Beaucoup d'animaux bâillent. Que cela se passe ou non chez un humain, le bâillement entraîne une augmentation du flux sanguin vers le crâne, ce qui oxygène et refroidit le cerveau pour rendre plus alerte. Ce qui est également courant dans le règne animal –mais controversé–, c'est la contagion du bâillement: en voyant un congénère bâiller, l'animal ressent lui aussi l'envie de bâiller et bâille à son tour. Le phénomène pourrait même franchir la barrière des espèces, vu qu'il semble bien que les chiens soient eux aussi susceptibles d'être contaminés par le bâillement de leurs maîtres.
Un peu par hasard, une équipe de recherche italienne vient de se pencher sur le bâillement du lion et de faire une stupéfiante découverte: chez le roi de la savane, le bâillement est non seulement contagieux, mais il indique que la troupe va bientôt se mettre en mouvement de manière synchronisée.
Au départ, Elisabetta Palagi et ses collègues de l'université de Pise, en Italie, n'avaient pas prévu d'étudier le bâillement des lions. L'éthologue avait effectivement dépêché ses étudiants de master en Afrique du Sud pour travailler sur le jeu chez les hyènes tachetées. Sauf que sur les vidéos envoyées du terrain, on y voyait des lions qui bâillaient l'un après l'autre, avant de se lever et de se déplacer d'une manière apparemment très synchronisée. Ni une ni deux, Palagi a donc demandé à ses étudiants, Grazia Casetta et Andrea Paolo Nolfo, de mettre en pause leurs observations sur les hyènes pour passer aux lions. Pendant quatre mois, ils se sont ainsi attelés à filmer deux troupes de lions –dix-neuf individus au total– jour et nuit, pour en tirer une centaine d'heures de vidéo.

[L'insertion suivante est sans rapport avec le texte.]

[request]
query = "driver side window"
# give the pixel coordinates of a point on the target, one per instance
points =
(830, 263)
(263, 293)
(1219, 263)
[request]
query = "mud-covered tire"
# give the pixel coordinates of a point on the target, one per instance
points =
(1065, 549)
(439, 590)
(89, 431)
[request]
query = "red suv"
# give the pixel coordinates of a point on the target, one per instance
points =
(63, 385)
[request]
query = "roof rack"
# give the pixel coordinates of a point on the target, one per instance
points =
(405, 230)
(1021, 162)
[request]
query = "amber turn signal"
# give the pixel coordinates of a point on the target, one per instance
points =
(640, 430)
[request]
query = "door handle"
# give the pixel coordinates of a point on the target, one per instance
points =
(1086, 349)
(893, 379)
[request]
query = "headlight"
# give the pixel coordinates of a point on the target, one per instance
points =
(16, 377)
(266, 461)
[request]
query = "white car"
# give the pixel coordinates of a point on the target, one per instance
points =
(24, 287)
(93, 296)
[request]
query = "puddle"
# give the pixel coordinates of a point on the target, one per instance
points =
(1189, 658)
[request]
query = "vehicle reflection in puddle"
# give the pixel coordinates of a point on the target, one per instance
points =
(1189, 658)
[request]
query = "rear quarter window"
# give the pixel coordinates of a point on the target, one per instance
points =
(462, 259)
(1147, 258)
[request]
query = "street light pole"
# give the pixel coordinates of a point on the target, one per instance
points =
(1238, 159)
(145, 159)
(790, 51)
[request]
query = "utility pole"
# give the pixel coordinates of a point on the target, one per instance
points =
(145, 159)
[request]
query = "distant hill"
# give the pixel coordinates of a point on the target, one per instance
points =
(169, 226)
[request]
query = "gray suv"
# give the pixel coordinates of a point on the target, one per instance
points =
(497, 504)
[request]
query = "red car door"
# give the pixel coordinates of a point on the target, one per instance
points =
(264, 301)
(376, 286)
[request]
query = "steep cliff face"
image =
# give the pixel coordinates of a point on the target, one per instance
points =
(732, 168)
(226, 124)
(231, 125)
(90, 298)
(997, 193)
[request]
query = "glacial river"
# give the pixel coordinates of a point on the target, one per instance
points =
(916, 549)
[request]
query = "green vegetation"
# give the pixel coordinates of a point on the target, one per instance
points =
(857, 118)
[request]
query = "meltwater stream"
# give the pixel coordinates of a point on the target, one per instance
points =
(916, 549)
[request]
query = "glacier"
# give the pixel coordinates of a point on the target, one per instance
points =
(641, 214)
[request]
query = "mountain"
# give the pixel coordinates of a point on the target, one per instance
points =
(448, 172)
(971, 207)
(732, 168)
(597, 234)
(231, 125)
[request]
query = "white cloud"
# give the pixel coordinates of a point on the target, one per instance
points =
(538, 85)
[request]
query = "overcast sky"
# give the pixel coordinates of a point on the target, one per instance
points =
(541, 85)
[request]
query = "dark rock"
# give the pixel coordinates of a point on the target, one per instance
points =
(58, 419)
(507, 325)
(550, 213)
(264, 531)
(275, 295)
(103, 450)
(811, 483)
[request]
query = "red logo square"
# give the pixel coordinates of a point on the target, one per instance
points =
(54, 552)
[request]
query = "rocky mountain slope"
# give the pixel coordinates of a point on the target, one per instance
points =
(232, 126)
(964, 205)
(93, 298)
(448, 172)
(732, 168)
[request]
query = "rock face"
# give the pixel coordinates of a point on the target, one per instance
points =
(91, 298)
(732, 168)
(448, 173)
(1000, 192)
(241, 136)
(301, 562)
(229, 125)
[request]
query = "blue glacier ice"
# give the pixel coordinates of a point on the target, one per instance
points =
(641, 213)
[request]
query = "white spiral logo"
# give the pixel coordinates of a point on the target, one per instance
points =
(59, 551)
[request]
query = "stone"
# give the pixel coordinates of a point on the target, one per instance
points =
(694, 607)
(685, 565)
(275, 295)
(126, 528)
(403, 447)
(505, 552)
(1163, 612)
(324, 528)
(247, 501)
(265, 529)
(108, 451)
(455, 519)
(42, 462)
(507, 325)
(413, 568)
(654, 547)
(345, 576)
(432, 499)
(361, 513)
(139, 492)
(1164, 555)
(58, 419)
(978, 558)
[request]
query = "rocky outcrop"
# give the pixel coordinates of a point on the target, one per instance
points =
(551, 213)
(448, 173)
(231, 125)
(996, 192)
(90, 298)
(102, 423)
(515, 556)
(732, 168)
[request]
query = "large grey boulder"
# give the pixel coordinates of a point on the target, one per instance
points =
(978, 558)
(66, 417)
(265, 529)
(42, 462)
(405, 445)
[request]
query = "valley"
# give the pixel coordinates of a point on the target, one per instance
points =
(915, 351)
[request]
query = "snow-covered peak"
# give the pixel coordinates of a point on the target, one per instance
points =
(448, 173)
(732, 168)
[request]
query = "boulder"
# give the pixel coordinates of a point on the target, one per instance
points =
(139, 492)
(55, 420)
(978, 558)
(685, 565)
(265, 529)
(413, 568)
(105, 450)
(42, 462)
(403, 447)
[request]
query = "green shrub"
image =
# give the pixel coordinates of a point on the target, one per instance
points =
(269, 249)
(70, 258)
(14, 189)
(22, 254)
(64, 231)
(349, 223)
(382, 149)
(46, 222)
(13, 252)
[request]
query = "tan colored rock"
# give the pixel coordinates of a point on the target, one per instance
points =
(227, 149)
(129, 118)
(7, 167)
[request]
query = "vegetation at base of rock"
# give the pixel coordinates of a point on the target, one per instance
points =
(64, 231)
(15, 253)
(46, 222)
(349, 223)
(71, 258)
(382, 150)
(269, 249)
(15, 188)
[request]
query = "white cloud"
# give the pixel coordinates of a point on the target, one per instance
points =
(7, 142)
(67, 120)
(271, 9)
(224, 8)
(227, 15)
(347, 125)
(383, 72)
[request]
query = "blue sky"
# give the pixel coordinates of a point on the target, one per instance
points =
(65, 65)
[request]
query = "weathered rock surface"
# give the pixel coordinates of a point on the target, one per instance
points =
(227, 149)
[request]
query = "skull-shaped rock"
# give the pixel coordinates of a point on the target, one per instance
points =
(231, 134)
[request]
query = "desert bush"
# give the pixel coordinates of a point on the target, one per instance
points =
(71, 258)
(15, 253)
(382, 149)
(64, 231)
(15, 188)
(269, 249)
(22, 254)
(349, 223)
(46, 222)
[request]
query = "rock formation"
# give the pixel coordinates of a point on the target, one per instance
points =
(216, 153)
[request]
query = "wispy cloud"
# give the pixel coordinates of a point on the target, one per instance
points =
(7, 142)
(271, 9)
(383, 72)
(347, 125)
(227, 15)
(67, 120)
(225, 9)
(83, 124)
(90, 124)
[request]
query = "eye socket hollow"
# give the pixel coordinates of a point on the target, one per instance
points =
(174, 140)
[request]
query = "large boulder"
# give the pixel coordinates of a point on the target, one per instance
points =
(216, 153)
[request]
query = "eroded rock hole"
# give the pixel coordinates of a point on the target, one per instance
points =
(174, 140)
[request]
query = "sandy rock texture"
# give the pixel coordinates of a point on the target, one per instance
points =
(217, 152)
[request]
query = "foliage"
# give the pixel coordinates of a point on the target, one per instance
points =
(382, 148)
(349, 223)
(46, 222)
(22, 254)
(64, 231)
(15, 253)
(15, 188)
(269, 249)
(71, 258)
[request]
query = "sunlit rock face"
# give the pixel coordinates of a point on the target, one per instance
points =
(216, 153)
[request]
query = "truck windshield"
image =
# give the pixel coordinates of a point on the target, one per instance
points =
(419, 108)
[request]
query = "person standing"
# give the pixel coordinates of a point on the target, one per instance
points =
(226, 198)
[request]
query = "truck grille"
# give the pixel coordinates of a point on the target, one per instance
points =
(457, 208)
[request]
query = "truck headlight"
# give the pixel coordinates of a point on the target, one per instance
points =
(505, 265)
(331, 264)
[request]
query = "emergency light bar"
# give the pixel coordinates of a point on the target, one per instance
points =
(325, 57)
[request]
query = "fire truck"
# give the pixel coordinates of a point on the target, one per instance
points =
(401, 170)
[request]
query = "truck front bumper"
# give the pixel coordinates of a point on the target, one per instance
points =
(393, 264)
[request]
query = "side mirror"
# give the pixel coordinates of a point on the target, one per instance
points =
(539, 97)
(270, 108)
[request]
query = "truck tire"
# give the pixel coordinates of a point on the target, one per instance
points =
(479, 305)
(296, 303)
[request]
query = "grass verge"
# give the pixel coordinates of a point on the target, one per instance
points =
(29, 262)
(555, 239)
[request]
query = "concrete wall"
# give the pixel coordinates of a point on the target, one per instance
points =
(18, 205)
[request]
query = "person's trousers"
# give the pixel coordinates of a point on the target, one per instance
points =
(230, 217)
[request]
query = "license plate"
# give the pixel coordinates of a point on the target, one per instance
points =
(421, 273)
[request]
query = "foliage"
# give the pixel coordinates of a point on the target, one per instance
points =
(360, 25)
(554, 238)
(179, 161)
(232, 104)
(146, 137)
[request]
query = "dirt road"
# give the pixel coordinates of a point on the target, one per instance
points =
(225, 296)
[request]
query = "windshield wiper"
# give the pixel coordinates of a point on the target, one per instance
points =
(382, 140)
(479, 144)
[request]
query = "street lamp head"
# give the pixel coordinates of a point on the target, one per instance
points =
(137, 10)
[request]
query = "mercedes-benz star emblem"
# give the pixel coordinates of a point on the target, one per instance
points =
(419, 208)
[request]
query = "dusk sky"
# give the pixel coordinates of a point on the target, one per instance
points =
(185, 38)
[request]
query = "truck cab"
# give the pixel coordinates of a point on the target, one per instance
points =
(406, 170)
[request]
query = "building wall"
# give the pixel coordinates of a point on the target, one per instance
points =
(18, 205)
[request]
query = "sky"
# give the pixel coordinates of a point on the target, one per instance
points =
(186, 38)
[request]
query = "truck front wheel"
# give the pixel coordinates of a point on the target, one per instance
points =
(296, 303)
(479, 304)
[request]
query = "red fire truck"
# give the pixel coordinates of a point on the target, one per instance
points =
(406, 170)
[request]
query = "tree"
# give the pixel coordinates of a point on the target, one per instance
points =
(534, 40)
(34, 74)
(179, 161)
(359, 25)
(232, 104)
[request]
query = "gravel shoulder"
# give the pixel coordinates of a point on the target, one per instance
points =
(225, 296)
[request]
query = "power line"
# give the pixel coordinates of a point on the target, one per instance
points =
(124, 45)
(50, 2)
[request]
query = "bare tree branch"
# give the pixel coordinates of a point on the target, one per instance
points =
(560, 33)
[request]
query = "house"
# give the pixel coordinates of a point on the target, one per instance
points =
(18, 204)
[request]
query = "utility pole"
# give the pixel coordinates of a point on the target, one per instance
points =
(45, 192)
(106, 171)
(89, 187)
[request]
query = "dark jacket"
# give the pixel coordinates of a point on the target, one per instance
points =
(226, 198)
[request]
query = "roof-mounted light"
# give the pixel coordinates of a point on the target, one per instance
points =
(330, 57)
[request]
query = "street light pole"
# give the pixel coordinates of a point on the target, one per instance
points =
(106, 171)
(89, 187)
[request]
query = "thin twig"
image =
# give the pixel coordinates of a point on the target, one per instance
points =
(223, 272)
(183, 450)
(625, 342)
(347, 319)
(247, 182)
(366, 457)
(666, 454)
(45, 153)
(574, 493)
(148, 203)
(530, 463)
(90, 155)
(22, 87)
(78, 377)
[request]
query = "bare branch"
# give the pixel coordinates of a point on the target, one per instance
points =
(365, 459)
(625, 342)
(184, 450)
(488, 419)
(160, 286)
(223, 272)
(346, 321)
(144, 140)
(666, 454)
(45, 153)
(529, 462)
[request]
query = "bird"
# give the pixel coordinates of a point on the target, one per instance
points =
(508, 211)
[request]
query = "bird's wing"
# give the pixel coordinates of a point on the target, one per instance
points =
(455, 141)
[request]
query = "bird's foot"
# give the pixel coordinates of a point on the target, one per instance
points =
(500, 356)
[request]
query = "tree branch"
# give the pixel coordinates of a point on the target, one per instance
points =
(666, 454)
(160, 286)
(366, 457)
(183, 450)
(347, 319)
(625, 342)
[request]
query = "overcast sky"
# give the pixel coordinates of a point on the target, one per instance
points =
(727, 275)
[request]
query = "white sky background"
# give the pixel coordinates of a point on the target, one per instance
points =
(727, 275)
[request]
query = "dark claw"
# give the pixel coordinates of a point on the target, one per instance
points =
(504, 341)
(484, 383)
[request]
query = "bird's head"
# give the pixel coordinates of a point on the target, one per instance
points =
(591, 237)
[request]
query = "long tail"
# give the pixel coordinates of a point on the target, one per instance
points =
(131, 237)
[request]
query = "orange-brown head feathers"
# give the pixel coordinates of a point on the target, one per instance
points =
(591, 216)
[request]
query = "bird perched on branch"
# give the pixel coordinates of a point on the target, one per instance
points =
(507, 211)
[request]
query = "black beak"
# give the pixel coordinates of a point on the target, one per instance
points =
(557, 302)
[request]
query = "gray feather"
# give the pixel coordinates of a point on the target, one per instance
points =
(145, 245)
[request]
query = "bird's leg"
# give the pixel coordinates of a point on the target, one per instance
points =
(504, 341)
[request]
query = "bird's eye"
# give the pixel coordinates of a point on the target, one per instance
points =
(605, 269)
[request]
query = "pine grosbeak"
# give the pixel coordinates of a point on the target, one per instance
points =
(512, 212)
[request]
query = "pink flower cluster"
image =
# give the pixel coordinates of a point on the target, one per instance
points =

Des bâillements contagieux
Une fois les films analysés, les chercheurs ont pu constater que lorsqu'un lion bâillait et qu'un autre pouvait le voir faire, les bâillements devenaient fréquemment contagieux –le deuxième lion se mettait à bâiller dans les trois minutes après le premier. Des bâillements si contagieux que, lorsqu'un premier lion bâillait, la probabilité qu'un deuxième l'imite était 139 fois plus élevée que si le premier félin n'avait pas bâillé. En réalité, dans 75% des cas, le deuxième lion bâillait même dans la minute.
Et ensuite? Les scientifiques ont observé que cette contagion de bâillements était le prélude à une action coordonnée de la troupe –se lever et aller se faire voir ailleurs. De fait, les animaux avaient onze fois plus de chances de synchroniser leurs mouvements avec le premier lion «déclencheur».
Si les chercheurs se refusent à toute interprétation définitive de leurs observations, ils estiment que l'imitation du comportement après un bâillement pourrait être un moyen de renforcer la vigilance du groupe et les aider à repérer menaces et opportunités alimentaires.